When will Artemis I launch?
The next potential launch times for the Artemis I are Sept. 27 when a 70-minute launch window opens at 11:37 a.m. EDT. NASA said it is also reviewing Oct. 2 as an option when a 109-minute launch window opens at 2:52 p.m. EDT that day.
What is Artemis I’s purpose?
The crewless Artemis I mission is scheduled to run for 42 days on a flight that will allow NASA experts to test the new SLS components, many of which have been repurposed from the old space shuttle program and other systems, as well as the Orion space capsule.
That capsule, the eventual home for future space travelers, will be carried into lunar orbit where it will take a spin around the moon and then head back to earth for a fiery plunge through the atmosphere at some 25,000 mph before splashing down in the Pacific Ocean at the end of the mission.
What is Artemis II?
Artemis II, currently anticipated for sometime in 2024, will head to space with a four-person crew in the Orion capsule that will fly the craft around the moon in further testing. Then, if all goes according to NASA’s current plan, the SLS/Orion package will return on a mission that will include a landing on the moon’s surface in 2025.
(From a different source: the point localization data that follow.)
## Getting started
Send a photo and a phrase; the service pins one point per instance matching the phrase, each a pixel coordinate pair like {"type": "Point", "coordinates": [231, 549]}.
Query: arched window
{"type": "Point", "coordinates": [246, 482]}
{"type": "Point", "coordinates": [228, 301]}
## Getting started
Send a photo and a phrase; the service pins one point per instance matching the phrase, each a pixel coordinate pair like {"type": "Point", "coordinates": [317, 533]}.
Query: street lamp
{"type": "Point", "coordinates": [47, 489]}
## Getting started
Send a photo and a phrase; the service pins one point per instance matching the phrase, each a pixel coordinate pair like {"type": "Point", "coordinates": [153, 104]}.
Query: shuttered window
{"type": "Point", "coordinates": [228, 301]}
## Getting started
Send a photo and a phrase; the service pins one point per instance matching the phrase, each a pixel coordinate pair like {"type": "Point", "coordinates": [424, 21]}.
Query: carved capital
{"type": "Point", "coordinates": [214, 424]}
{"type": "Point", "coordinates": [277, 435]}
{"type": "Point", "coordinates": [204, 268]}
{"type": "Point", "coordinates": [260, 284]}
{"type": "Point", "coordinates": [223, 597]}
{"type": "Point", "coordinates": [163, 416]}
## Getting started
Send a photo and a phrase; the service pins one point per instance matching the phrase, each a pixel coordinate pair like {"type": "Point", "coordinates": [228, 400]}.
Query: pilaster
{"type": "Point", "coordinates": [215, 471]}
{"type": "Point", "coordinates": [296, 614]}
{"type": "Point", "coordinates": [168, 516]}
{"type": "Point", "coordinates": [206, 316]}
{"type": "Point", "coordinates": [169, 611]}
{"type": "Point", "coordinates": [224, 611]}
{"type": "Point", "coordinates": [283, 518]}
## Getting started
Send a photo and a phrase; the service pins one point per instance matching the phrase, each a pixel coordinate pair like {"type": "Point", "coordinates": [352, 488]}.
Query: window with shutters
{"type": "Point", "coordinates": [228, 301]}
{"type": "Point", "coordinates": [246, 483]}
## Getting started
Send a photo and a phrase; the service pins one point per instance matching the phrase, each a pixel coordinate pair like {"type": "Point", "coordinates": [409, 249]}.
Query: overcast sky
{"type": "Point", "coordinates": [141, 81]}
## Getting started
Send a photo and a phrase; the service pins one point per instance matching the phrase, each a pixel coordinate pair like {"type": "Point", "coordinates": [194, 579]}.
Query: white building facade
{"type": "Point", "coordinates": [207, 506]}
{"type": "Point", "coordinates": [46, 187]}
Why are we going back to the moon?
In a posting on the Artemis missions’ website, NASA lists a few reasons why it’s devoting billions of dollars to making moon landings, once again, a priority.
“We’re going back to the moon for scientific discovery, economic benefits and inspiration for a new generation of explorers: the Artemis Generation,” NASA says. “While maintaining American leadership in exploration, we will build a global alliance and explore deep space for the benefit of all.”
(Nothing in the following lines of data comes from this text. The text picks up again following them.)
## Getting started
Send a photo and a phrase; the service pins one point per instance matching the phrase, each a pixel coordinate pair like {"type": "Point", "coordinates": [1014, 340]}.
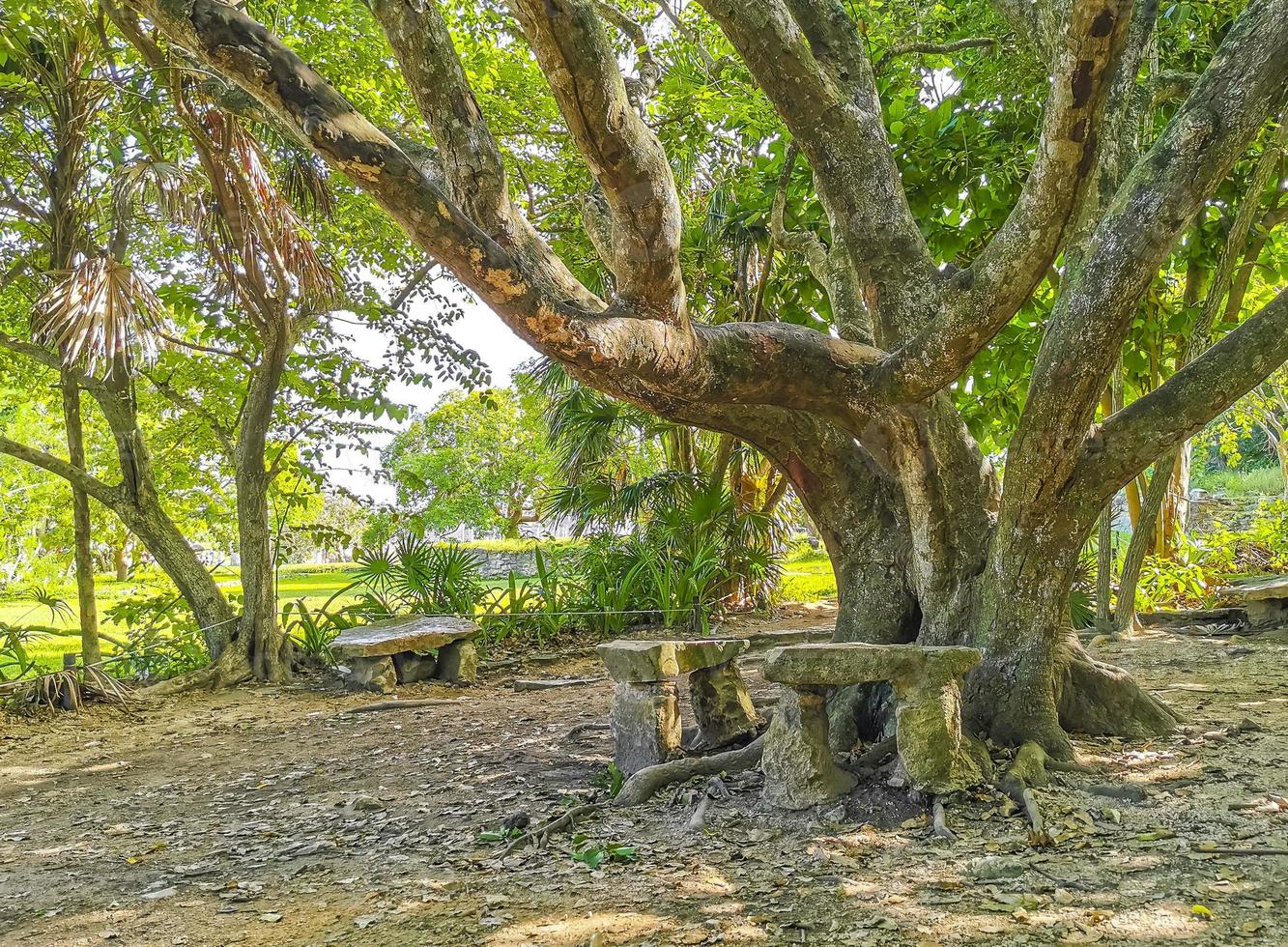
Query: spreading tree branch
{"type": "Point", "coordinates": [1176, 410]}
{"type": "Point", "coordinates": [932, 48]}
{"type": "Point", "coordinates": [1244, 84]}
{"type": "Point", "coordinates": [813, 65]}
{"type": "Point", "coordinates": [58, 467]}
{"type": "Point", "coordinates": [621, 151]}
{"type": "Point", "coordinates": [982, 300]}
And while a return to the moon smacks a little of “been there, done that,” NASA says it’s committed to accomplishing some other first benchmarks as part of the series of Artemis missions, including extending manned exploration deeper into the solar system.
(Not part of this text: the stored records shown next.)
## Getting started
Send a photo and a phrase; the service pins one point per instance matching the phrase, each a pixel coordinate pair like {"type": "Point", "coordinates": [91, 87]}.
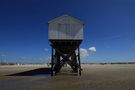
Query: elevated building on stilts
{"type": "Point", "coordinates": [65, 35]}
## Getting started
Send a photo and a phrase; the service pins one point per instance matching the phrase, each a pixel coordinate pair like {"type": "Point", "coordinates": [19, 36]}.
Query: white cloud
{"type": "Point", "coordinates": [92, 49]}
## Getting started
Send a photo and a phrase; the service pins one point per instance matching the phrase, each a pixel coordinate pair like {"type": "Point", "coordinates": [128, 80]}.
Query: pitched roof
{"type": "Point", "coordinates": [65, 16]}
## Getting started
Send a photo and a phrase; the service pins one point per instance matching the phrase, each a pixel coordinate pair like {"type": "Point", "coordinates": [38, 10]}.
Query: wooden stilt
{"type": "Point", "coordinates": [52, 61]}
{"type": "Point", "coordinates": [79, 61]}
“With Artemis missions, NASA will land the first woman and first person of color on the moon, using innovative technologies to explore more of the lunar surface than ever before,” NASA says in a web posting. “We will collaborate with commercial and international partners and establish the first long-term presence on the moon. Then, we will use what we learn on and around the moon to take the next giant leap: sending the first astronauts to Mars.”
SLS Launch System specs
NASA says its SLS launch system stands at 322 feet high — taller than the Statue of Liberty — and weighs 5.75 million pounds when loaded with fuel. During launch and ascent, the SLS will produce 8.8 million pounds of maximum thrust, 15% more thrust than the Saturn V rockets that propelled Apollo astronauts to the moon.